Three historic churches in Haute-Ville (Upper Town) of the UNESCO World Heritage city of Québec caught my eye during my visit. They are the Cathedral of the Holy Trinity, Couvent Ursulines, and Notre-Dame de Québec.
Along Rue Sainte-Anne was the Cathedral of the Holy Trinity. Built in 1804, it was the first Anglican cathedral constructed outside of the British Isles. I stopped in for a few minutes to take a look.

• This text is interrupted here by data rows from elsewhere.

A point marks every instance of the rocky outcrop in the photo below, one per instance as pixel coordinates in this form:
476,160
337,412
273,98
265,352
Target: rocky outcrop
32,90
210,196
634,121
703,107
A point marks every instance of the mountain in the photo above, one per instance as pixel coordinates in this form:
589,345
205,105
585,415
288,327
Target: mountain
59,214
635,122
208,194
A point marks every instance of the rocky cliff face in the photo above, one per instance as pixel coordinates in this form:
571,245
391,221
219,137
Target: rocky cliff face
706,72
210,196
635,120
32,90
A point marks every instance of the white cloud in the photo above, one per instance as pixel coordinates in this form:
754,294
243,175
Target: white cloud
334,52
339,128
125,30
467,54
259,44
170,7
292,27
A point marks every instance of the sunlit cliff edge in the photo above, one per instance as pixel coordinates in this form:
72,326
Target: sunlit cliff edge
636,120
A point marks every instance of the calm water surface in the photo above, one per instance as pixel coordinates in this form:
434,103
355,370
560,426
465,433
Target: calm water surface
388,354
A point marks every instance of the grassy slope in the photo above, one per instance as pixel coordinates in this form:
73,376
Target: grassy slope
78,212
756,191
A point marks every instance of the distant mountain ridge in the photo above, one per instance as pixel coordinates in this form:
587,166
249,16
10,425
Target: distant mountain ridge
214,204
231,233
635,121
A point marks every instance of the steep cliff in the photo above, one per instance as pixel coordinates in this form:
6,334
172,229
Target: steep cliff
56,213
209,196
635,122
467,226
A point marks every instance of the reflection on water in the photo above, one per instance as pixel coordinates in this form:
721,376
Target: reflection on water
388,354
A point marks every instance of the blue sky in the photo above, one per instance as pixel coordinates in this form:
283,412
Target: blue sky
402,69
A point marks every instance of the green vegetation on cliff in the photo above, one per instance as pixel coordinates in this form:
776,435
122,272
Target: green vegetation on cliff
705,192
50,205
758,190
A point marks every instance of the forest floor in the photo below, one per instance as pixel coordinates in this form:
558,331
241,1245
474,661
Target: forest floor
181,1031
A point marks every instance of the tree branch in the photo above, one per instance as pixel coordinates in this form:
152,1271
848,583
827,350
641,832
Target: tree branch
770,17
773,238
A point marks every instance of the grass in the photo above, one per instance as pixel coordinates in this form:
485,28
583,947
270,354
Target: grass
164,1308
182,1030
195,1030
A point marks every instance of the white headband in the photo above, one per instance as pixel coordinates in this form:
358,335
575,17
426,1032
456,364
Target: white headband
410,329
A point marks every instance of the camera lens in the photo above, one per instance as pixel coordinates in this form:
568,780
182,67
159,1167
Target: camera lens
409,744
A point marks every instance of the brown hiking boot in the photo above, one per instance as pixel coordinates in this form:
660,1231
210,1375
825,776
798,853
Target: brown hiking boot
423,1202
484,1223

I then continued on to the Couvent Ursulines (Ursuline Convent). It was founded in 1639 by Mother Marie de l’Incarnation (1599-1672), who is also entombed in a room next to the chapel. The convent is the oldest institution of learning for women in North America. The chapel was originally built in 1723 and replaced in 1902. There’s a museum, but I decided to forego that and only visit the chapel.
The third and most impressive of the churches I visited is Notre-Dame de Québec, the seat of the Roman Catholic Archdiocese of Québec. It’s located on Place Hôtel de Ville and is the parish church of the oldest parish in North America north of Mexico.
The original church was built in 1647 but was twice destroyed by fire. The current church was completed in 1843 and contains the tomb of François de Laval (1623-1708), the first Bishop of New France, who was canonized as a saint in the Catholic Church on April 3, 2014.
Next to the church is the Petit Séminaire, a seminary founded in 1668 by François de Laval. Once educating clergy to prepare them for ministry in parishes as far away as Louisiana, it now functions as a Roman Catholic secondary school. The huge complex is also the location of the Archbishop’s Palace, built in 1847.